Youth: Youth is an individual, male or female, of any class, caste, creed, origin or religion, who is of the age group between 16 years to 35 years. To compare the Youth definition of the United Nation is between 15 and 24 years old.

Youth Organization: Youth Organization is an organization run by youth, conducting activities directly targeting youth, for the development of youth.

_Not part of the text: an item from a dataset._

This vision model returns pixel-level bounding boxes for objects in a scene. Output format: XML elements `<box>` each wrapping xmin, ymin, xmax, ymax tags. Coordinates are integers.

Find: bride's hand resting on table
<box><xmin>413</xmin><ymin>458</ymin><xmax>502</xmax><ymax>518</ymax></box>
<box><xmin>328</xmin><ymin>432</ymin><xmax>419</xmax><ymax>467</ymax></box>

These organizations should have at least 75% youths in its membership base and the executive committee.

== Objectives ==
- To act as an umbrella organization for Youth Organizations in Nepal to foster cooperation, dialogue, network and collaboration for youth empowerment and development
- To advocate, lobby and facilitate mainstreaming of youth issues in the National agenda.
- To organize capacity building programs, trainings and workshops to strengthen the network and its member organizations.
- To serve as consulting and advisory body to the government agencies and relevant stakeholders regarding youth issues in Nepal.
- To organize various youth events having national and international significance.

.

- To represent Nepalese youth in international policy/decision making bodies, associations, conferences, and various fora.
- To build network and alliance with international youth organizations and networks to foster youth development.